Andamos a cavar o nosso próprio buraco
João Pimenta da Silva teve um sonho. A meio da noite, achou ter tido uma revelação. Sonhou que tinha ouro na cozinha. Estava debaixo do chão, mesmo ao lado do fogão, a fortuna que lhe mudaria a vida. Acordou animado. Só era preciso escavar. E foi isso que fez. Não olhou a meios. Comprou máquinas, ferramentas, contratou um vizinho para o ajudar. Tudo por conta do metal precioso que sabia que ia encontrar. João escavou de dia e de noite, durante mais de um ano. E, quando a chuva veio e o buraco começou a alagar, acionou uma bomba e pediu ajuda a um amigo. Num elevador improvisado, João desceu a meio do buraco, que já tinha então 40 metros de profundidade.
Escorregou e caiu, sem ouro, nem glória.
A história do homem de 71 anos que morreu em busca de um tesouro sonhado foi contada pelos jornais brasileiros. João parece uma personagem inventada, mas não é. Era um homem de carne e osso, e sonho, que vivia em Minas Gerais, no Brasil, e que vendeu tudo o que tinha para seguir as orientações de um espírito que lhe segredou, em sonhos, o lugar onde estaria a sua fortuna.
O ouro nunca apareceu, mas o buraco tem a profundidade equivalente à altura de um prédio de 13 andares. E eu acho que é um monumento que fica para a posteridade sobre o sonho e o desespero, que parecem distantes um do outro, mas andam tantas vezes de mãos dadas, um puxando o outro, umas vezes para o céu, outras para o abismo.
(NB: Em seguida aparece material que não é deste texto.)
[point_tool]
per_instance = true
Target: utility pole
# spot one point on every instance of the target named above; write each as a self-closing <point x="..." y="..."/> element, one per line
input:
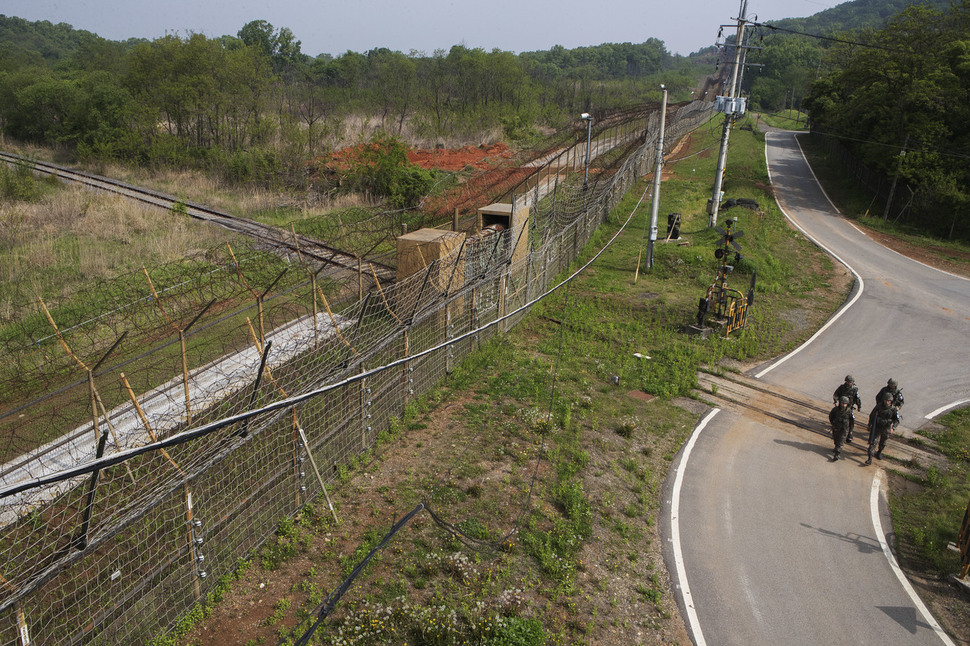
<point x="892" y="189"/>
<point x="715" y="201"/>
<point x="657" y="171"/>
Quantas vezes, procurando o sonho, escavamos o nosso buraco? A obstinação que nos salva é muitas vezes a mesma que nos condena. E é aqui que a porca torce o rabo. Que é como quem diz: quando é que devemos parar de escavar? Quando é que decidimos que um sonho não vale a pena e que o melhor é desistir?
A resposta não é fácil. Há quem olhe para João Pimenta da Silva como um pobre louco alucinado, que se deixou guiar pela ganância e pela ilusão. Mas também o podemos ver sob a lente de um romantismo fora de moda, que hoje se convencionou ser ridículo, e descrevê-lo como alguém que apostou tudo num sonho e morreu nessa demanda.
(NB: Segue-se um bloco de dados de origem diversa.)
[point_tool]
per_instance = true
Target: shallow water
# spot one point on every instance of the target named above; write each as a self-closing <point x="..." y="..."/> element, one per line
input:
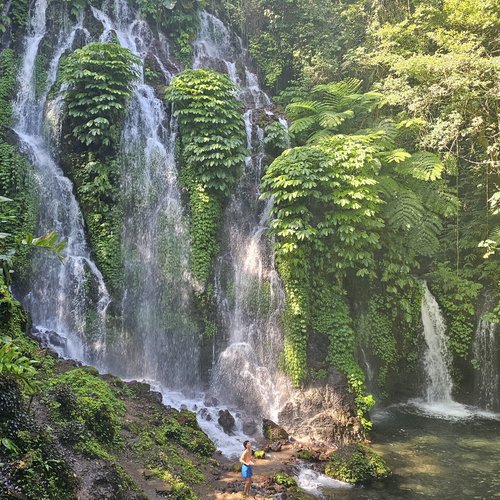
<point x="433" y="455"/>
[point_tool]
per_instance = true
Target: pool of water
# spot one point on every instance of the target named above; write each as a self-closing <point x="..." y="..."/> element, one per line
<point x="433" y="454"/>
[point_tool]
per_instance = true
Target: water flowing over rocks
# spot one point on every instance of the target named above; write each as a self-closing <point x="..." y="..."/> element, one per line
<point x="321" y="415"/>
<point x="226" y="421"/>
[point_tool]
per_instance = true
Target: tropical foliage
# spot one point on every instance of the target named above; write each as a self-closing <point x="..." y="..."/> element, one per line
<point x="100" y="77"/>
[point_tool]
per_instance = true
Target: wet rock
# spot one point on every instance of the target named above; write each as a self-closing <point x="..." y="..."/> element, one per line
<point x="226" y="421"/>
<point x="49" y="338"/>
<point x="211" y="401"/>
<point x="164" y="491"/>
<point x="276" y="446"/>
<point x="322" y="416"/>
<point x="273" y="431"/>
<point x="205" y="415"/>
<point x="249" y="427"/>
<point x="156" y="396"/>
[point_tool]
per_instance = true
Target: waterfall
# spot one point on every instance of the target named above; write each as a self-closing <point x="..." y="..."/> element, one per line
<point x="149" y="332"/>
<point x="59" y="301"/>
<point x="249" y="294"/>
<point x="487" y="379"/>
<point x="439" y="383"/>
<point x="156" y="339"/>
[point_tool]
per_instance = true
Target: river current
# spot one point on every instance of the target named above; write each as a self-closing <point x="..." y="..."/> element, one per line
<point x="431" y="457"/>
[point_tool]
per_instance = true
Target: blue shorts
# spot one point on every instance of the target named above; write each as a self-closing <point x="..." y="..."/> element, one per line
<point x="246" y="471"/>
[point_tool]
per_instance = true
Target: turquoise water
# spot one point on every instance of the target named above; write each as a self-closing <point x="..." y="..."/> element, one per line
<point x="433" y="455"/>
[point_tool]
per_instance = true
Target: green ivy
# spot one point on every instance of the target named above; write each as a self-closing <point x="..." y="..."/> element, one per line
<point x="100" y="77"/>
<point x="457" y="297"/>
<point x="97" y="183"/>
<point x="359" y="466"/>
<point x="211" y="152"/>
<point x="81" y="396"/>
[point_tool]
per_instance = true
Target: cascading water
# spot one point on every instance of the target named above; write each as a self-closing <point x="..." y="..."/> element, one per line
<point x="439" y="383"/>
<point x="487" y="379"/>
<point x="156" y="340"/>
<point x="249" y="296"/>
<point x="151" y="335"/>
<point x="58" y="301"/>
Vivemos num tempo sem heróis, nem sonhos. Mandaram-nos enterrar as utopias e atirar ao chão as estátuas. Passámos a viver de crise em crise, num estado de exceção permanente que se tornou normalidade. E, no entanto, sonhamos. Por muito que a realidade nos oprima e os tecnocratas nos ensinem a não almejar mais do que aquilo que nos dão como certo, continuamos a sonhar.
O problema é que, sem um rumo que nos oriente, sem uma ideia de alternativa, sem, vá, (será que se pode dizer?)... uma utopia, andamos só a escavar o buraco no qual inevitavelmente cairemos todos. Porque o futuro só se faz com esperança. A partir do momento em que aceitamos as distopias como uma espécie de fatalidade, desistimos de construir outra coisa que não seja a nossa própria cova.
O que nos falta é a esperança. É acreditar que o que aí vem pode ser melhor, que pode ser diferente. Andamos há demasiado tempo a boiar na inércia da falta de alternativa. E é nesse terreno, onde o sonho ainda esbraceja contra a torrente do fatalismo, que crescem as sementes do populismo e do extremismo, filhas dessa mesma corrente de pensamento da falta de alternativa, mascarando com ares de novidade a coisa mais velha do mundo. Com a mesma energia com que João cavou o seu buraco, devemos dedicar-nos a construir a esperança. Só ela nos poderá salvar.